In Southwest Florida, cash buyers have taken over homes, but some families need a loan to make their dreams of home ownership a reality.
“There are a lot of families who are really struggling with loan limits,” Larrea said.
For example, FHA loans, which are backed by the government and require lower down payments, have a current limit of $ 356,360. With the increase, they will increase by approximately $ 65,000, so the new limit will be $ 420,680.
“This essentially allows home buyers to have more access to more inventory in Southwest Florida in a market where inventory is already a big issue,” Larrea said.
Loan limits are reassessed every year, and current increases only occur to keep up with rising housing costs.
“The average home price in Southwest Florida is currently over $ 400,000 and with previous loan limits of $ 356,000, these entry-level homes were not available, especially for first-time home buyers, ”Larrea said.
Compliant loans meet the limits set by the Federal Housing Finance Agency and the funding criteria of Freddie Mac and Fannie Mae. This is something to consider for lower interest rates. The new benchmark limit on these will drop from $ 548,250 to $ 647,200.
“Where a giant product could get you anywhere where you have to pay 10-20% down payment, that lets you make 5%, so again, it kind of stays in sync with the market,” said Ashlynn Weiss, Senior Mortgage Broker. with Clear Mortgage.
But when you hear about high house prices and buyers taking larger loans, you might ask yourself: does this mean the market is about to collapse?
“I wouldn’t be worried about a 2008-like scenario, mainly because the key element causing the problem at the time was lax underwriting standards,” said Professor Shelton Weeks, professor of real estate. at the FGCU.
Back then, people were buying houses they couldn’t afford, and the standards have become stricter since then.
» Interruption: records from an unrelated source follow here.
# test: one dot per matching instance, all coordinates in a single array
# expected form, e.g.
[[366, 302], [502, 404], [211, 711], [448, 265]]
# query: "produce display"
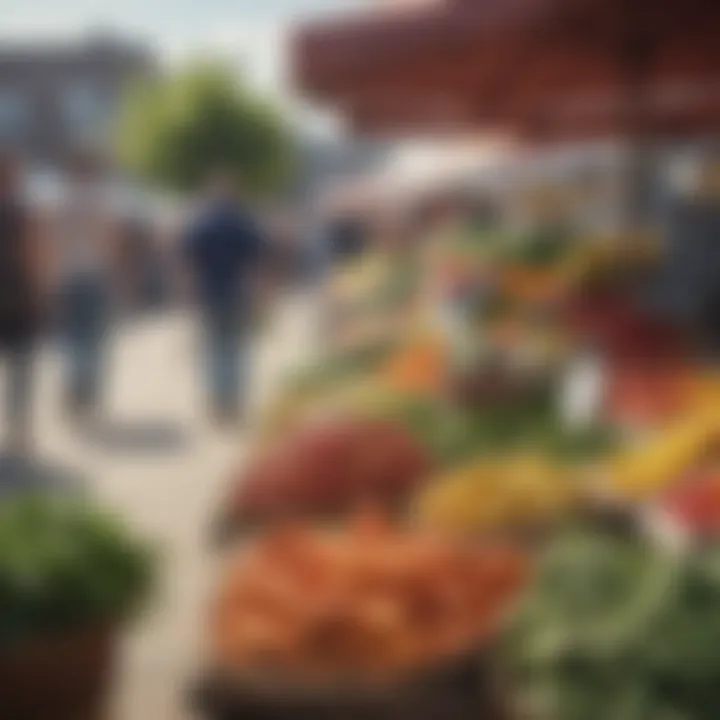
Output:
[[365, 603], [615, 626], [448, 400]]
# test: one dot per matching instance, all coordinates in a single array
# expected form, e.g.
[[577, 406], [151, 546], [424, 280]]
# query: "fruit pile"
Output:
[[368, 602], [492, 495], [326, 467]]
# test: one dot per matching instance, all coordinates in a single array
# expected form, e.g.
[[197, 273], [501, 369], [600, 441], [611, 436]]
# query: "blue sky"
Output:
[[250, 32]]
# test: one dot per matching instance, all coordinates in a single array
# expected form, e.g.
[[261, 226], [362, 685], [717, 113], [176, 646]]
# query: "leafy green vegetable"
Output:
[[63, 565], [615, 627], [340, 366]]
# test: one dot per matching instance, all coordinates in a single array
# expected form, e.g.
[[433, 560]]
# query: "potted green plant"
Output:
[[70, 576]]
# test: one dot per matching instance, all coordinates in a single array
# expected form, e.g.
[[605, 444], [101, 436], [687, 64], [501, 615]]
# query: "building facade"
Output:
[[56, 98]]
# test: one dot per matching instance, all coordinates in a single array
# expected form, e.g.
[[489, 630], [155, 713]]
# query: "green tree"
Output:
[[176, 128]]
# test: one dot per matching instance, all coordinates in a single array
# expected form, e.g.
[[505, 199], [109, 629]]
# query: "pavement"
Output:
[[162, 468]]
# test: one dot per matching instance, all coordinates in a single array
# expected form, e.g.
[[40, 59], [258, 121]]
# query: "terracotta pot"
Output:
[[58, 677]]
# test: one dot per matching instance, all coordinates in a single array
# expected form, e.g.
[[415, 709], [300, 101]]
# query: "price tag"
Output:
[[582, 392]]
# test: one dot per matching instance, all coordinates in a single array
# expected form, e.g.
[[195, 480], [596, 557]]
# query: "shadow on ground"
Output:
[[29, 474], [138, 436]]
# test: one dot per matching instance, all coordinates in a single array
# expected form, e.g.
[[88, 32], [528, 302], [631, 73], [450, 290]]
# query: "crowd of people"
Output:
[[64, 274]]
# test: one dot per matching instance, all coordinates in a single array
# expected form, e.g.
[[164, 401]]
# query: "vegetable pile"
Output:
[[368, 602]]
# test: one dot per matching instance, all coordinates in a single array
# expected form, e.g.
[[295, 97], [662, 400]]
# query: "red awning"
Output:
[[548, 67]]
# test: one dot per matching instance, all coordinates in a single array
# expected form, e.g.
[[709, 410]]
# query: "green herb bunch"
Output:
[[64, 565]]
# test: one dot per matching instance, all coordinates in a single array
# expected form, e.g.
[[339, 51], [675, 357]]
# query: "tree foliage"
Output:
[[176, 128]]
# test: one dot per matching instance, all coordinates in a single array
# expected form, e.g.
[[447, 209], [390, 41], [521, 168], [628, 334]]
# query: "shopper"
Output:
[[20, 302], [85, 257], [223, 249]]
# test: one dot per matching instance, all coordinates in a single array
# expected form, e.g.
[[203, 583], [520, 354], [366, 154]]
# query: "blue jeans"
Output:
[[224, 354], [84, 318], [19, 386]]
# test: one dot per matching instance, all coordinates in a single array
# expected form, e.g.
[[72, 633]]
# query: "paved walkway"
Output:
[[164, 470]]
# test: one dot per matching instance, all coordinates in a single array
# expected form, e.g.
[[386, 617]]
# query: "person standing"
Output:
[[223, 250], [85, 254], [21, 264]]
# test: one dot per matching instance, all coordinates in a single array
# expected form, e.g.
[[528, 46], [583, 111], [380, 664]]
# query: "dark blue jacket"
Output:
[[223, 246]]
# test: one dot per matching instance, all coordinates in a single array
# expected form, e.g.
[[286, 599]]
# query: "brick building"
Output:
[[57, 97]]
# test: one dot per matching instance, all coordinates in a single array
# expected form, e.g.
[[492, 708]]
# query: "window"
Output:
[[84, 109], [13, 112]]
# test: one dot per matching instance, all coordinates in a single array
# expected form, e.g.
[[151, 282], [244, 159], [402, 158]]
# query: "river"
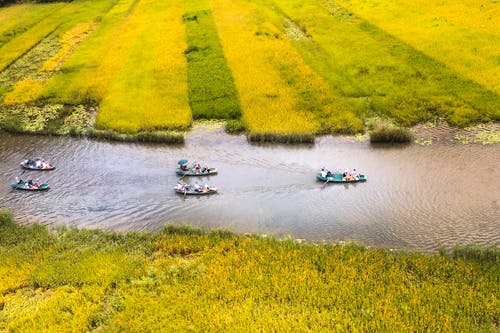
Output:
[[416, 197]]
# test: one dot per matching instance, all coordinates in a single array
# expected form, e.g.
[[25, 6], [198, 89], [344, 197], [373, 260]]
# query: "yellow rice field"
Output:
[[87, 72], [462, 34], [267, 102], [69, 41], [154, 94]]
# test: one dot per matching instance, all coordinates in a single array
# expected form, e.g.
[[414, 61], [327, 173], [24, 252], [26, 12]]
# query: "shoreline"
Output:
[[429, 133]]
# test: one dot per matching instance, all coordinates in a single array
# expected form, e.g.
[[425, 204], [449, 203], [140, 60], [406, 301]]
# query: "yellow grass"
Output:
[[18, 46], [69, 41], [150, 89], [88, 71], [463, 34], [268, 103], [15, 19], [24, 91]]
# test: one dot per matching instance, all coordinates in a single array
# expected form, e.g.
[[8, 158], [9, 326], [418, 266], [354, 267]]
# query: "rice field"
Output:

Dr Weeks agrees, increasing loan limits is really just a catch-up game.
“This reflects what has already happened in the market,” said Dr Weeks.
But with such a low supply, better homeownership could only drive up prices, due to growing demand.
“So it’s a double-edged sword. On the one hand, you are giving consumers more access to more inventory and on the other hand, you are also fueling house price increases, ”Larrea said.
Larrea said he believes the housing shortage is a long-term problem we need to deal with and said the solution is to build more houses. The problem the are supply shortages and wait times for materials.
Dr Weeks said today’s lending standards are stricter, which should prevent another crash. If you are looking for a home, the key is to look at your debt-to-income ratio to avoid becoming “poor house”.
“Go on a budget and stick to it. Don’t stretch out too much. You need to know what your spending habits look like, but these surprises come and we need to be prepared for them, so make sure you have enough cushion, ”said Dr Weeks.
For current owners of jumbo loans, Larrea said this might be a good time to consider refinancing to take advantage of the increased conventional loan limits.
Another change experts expect in 2022 is a slight increase in interest rates from current historic lows. This could possibly slow down demand and help with the inventory issue.